Marie Lambrinos
Publié le
Le restaurant vietnamien niché au rond-point du Goëlo à Paimpol (Côtes-d’Armor) a fermé ses portes le dimanche 5 janvier 2025. Après 35 ans de passion et de dévouement à son établissement, Van Dong Nguyen, âgé de 61 ans, prend sa retraite, ayant dirigé son restaurant avec son épouse depuis 1989.
Une institution locale
Son établissement jouissait d’un emplacement de choix, sur un axe à fort passage, au rond-point du Goëlo, aux portes de cette commune pittoresque.
Nous avons commencé dans un petit local, rue Saint-Vincent, en 1987. À l’époque, c’était un bail précaire pour 23 mois. Quand j’ai eu la chance de m’installer dans un espace plus vaste en 1989, je n’ai pas hésité, et c’était la décision juste.
Un service quotidien
Van Dong évoque avec une dose d’humour qu’à l’époque, le rond-point n’existait pas encore, et que la rue s’arrêtait juste devant son établissement, alors que la ligne de chemin de fer était encore opérationnelle.
Durant toutes ces années, il a ravi les habitants de Paimpol et des alentours avec ses spécialités vietnamiennes et chinoises.

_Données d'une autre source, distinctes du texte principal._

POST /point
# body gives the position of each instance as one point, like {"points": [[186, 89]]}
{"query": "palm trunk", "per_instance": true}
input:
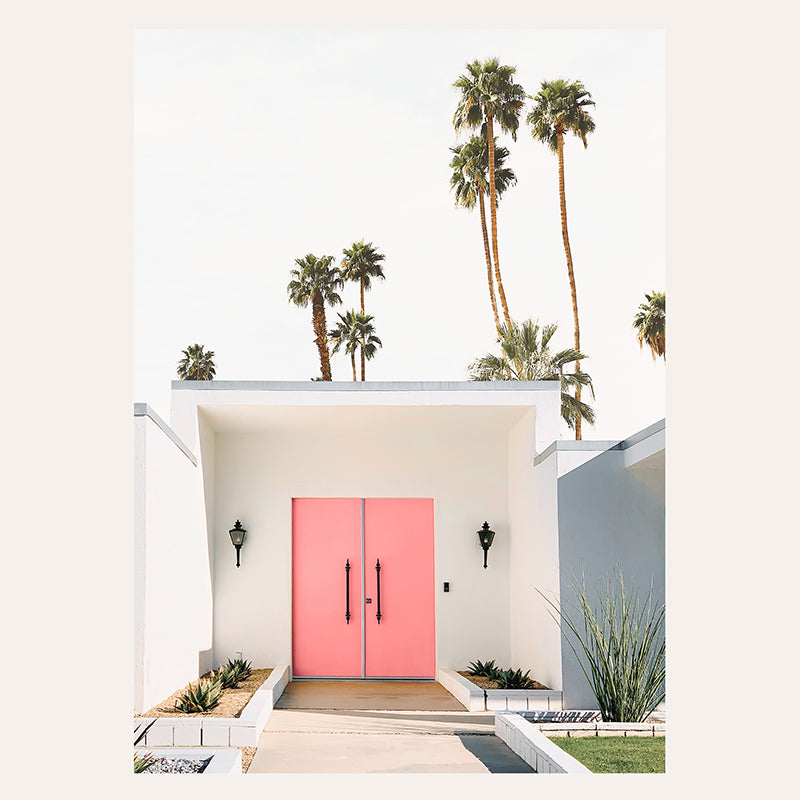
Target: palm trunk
{"points": [[488, 260], [362, 311], [493, 215], [565, 237], [321, 329]]}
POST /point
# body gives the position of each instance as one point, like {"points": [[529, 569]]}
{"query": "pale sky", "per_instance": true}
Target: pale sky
{"points": [[254, 148]]}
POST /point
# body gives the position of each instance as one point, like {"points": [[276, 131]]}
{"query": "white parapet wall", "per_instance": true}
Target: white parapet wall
{"points": [[241, 731]]}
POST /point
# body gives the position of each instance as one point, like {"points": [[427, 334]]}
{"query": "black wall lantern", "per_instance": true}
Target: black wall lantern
{"points": [[237, 533], [486, 537]]}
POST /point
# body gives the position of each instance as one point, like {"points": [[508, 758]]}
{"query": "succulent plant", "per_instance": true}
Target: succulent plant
{"points": [[513, 679], [234, 672], [486, 670], [202, 696], [142, 762]]}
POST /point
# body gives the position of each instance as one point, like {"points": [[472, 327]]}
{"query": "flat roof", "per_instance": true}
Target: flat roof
{"points": [[370, 386]]}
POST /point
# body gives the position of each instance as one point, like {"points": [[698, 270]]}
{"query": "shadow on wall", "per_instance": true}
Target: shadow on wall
{"points": [[608, 521]]}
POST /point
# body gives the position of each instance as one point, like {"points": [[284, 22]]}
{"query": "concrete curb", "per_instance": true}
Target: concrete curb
{"points": [[533, 747], [241, 731], [466, 692], [529, 739]]}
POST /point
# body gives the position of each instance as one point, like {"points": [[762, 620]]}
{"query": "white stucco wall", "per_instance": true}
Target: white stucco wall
{"points": [[535, 638], [172, 581], [463, 468]]}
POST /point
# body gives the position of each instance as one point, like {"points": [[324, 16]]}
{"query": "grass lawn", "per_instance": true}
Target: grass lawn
{"points": [[616, 753]]}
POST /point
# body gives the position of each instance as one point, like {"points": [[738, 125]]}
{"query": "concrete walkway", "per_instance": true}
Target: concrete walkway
{"points": [[369, 695], [393, 736]]}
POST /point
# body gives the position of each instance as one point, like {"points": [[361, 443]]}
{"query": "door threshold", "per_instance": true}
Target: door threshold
{"points": [[364, 680]]}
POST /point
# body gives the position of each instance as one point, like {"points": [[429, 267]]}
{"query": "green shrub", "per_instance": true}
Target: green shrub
{"points": [[621, 648], [202, 696], [485, 670], [513, 679], [227, 676], [141, 763], [234, 672]]}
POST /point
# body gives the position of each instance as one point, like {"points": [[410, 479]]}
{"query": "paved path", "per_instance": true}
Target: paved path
{"points": [[367, 695], [350, 737]]}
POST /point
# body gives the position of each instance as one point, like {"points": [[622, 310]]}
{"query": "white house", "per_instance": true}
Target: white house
{"points": [[362, 503]]}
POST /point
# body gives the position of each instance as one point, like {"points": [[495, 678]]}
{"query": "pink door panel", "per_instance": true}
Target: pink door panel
{"points": [[399, 533], [326, 533]]}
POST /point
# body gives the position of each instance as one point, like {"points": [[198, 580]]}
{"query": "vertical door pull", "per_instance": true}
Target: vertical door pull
{"points": [[378, 576], [347, 591]]}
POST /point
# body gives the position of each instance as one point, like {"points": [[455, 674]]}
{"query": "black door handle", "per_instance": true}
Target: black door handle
{"points": [[378, 576], [347, 591]]}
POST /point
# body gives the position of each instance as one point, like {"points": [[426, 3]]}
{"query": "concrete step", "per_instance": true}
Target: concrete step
{"points": [[387, 722]]}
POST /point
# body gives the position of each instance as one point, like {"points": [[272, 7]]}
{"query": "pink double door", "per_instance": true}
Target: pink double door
{"points": [[362, 588]]}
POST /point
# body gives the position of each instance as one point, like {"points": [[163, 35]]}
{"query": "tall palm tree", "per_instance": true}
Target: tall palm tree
{"points": [[560, 107], [650, 324], [488, 93], [362, 263], [470, 165], [356, 331], [197, 364], [525, 356], [316, 281]]}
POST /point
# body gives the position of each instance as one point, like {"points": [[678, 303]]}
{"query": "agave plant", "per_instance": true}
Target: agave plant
{"points": [[485, 670], [621, 648], [202, 696], [513, 679], [240, 668], [142, 762]]}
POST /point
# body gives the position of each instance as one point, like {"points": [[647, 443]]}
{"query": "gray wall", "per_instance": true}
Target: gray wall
{"points": [[609, 519]]}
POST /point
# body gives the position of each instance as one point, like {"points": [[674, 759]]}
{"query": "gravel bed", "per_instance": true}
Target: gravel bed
{"points": [[181, 765]]}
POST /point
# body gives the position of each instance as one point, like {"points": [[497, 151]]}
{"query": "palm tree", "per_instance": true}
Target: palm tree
{"points": [[317, 281], [525, 356], [560, 107], [470, 166], [488, 93], [650, 324], [355, 330], [362, 263], [196, 364]]}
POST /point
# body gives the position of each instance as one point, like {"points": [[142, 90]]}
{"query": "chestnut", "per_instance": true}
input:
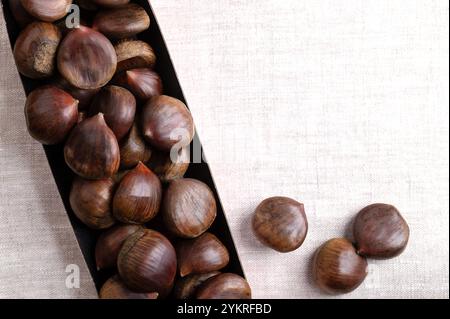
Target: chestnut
{"points": [[134, 54], [138, 196], [168, 168], [50, 114], [380, 231], [91, 202], [114, 288], [188, 207], [86, 58], [166, 122], [201, 255], [19, 13], [91, 150], [109, 243], [185, 288], [144, 83], [35, 50], [225, 286], [118, 106], [280, 223], [337, 268], [147, 262], [133, 149], [45, 10], [122, 22]]}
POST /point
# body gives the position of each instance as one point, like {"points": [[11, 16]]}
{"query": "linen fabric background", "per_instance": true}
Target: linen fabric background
{"points": [[337, 104]]}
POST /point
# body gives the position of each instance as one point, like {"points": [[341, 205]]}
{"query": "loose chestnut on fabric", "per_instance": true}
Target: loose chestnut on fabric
{"points": [[133, 149], [147, 262], [166, 121], [168, 168], [50, 114], [337, 268], [280, 223], [86, 58], [91, 202], [186, 287], [201, 255], [225, 286], [46, 10], [380, 231], [122, 22], [110, 242], [189, 207], [144, 83], [35, 50], [115, 288], [138, 197], [92, 150], [118, 106], [134, 54]]}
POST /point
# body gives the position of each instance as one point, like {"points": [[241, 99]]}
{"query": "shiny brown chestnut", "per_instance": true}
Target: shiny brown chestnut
{"points": [[110, 3], [122, 22], [46, 10], [115, 288], [19, 13], [280, 223], [86, 58], [166, 121], [138, 197], [133, 149], [201, 255], [109, 243], [170, 166], [134, 54], [35, 50], [188, 207], [91, 150], [144, 83], [380, 231], [225, 286], [118, 106], [147, 262], [50, 114], [91, 202], [337, 268], [185, 288]]}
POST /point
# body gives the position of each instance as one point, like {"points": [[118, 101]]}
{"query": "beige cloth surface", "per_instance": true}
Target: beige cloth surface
{"points": [[337, 104]]}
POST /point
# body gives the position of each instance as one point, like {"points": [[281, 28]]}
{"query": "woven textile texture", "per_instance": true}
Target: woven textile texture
{"points": [[337, 104]]}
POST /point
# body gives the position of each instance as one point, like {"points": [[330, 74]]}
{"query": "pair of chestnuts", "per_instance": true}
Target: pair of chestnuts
{"points": [[104, 102]]}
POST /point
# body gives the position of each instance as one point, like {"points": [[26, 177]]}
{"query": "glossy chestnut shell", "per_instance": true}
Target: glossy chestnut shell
{"points": [[118, 106], [115, 288], [86, 58], [138, 197], [225, 286], [46, 10], [35, 50], [147, 262], [201, 255], [280, 223], [110, 242], [167, 122], [91, 202], [189, 207], [337, 268], [91, 150], [380, 231], [122, 22], [50, 114]]}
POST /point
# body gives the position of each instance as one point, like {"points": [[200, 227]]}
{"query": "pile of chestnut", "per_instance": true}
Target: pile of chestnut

Nous étions ouverts tous les jours, accueillant à la fois nos habitués et les touristes durant la haute saison. Désormais, nous allons savourer notre retraite, voyager et nous consacrer à notre famille. C’est à travers le contact avec la clientèle que j’ai appris le français.
Bien qu’il ait reçu plusieurs offres pour la reprise de son établissement, il reste discret quant à l’avenir de ce lieu emblématique.
Van Dong a pris la décision de vendre l’ensemble de son mobilier et de sa décoration, comprenant de magnifiques tableaux en laque d’origine vietnamienne et des lustres.
Un parcours inspirant
Originaire de Saïgon et dernier d’une fratrie de sept enfants, Van Dong Nguyen a 18 ans quand sa mère, désireuse de le protéger des soubresauts de la guerre, prend une décision audacieuse.
Elle souhaitait me soustraire au service militaire obligatoire. Elle m’a donc placé dans un bateau à destination des Philippines. Je me souviens de ce jour précis : le 23 octobre 1982. Nous étions 35 à bord d’un petit navire qui traversait la mer de Chine. Notre survie fut possible grâce à un cargo paimpolais, dont le nom, Goëlo, était particulièrement symbolique.
Ce cargo de l’Agence maritime de l’Ouest avait été transformé en navire-hôpital pour aider les « Boat-people ».
Un témoignage vivant
Après six mois passés dans un camp de réfugiés aux Philippines, géré par la Croix-Rouge, j’ai eu l’opportunité de partir vers un autre pays. Plusieurs personnes ont choisi l’Amérique ou l’Allemagne. Mais pour moi, c’était la France, le pays qui m’a sauvé.
Avec ses papiers de réfugié, il a contracté un prêt de la Croix-Rouge pour financer son billet vers la France, en 1982, qu’il s’est engagé à rembourser dès qu’il en aurait les moyens.
« Je peux comprendre le déchirement que cela a dû être pour ma mère, mais sans elle, je ne serais pas là aujourd’hui. Elle m’a sauvé la vie. »
De Paris à Paimpol
En 1983, il arrive à Paris et commence son apprentissage en cuisine. Il travaille dans un restaurant à Rennes, puis à Morlaix, où il rencontre celle qui deviendra sa femme.
Au fil des années, il affine ses talents dans divers établissements à Quimper avant qu’un ami ne lui suggère de s’installer à Paimpol.
Le reste de l’histoire est bien connu.
Notre point de vue
La fermeture de cet établissement emblématique rappelle la valeur et l’importance des histoires de vie de ceux qui ont fait le choix de s’installer en France. Le parcours de Van Dong Nguyen illustre non seulement la richesse interculturelle que les immigrants apportent, mais également les défis auxquels ils sont confrontés. Alors que les enseignes se succèdent, il est essentiel de préserver et de valoriser ces récits qui participent à notre identité collective. Ce témoignage vibrant nous invite à réfléchir sur notre rapport à l’hospitalité et à notre responsabilité envers ceux qui, comme Van Dong, ont contribué par leur travail à enrichir nos territoires.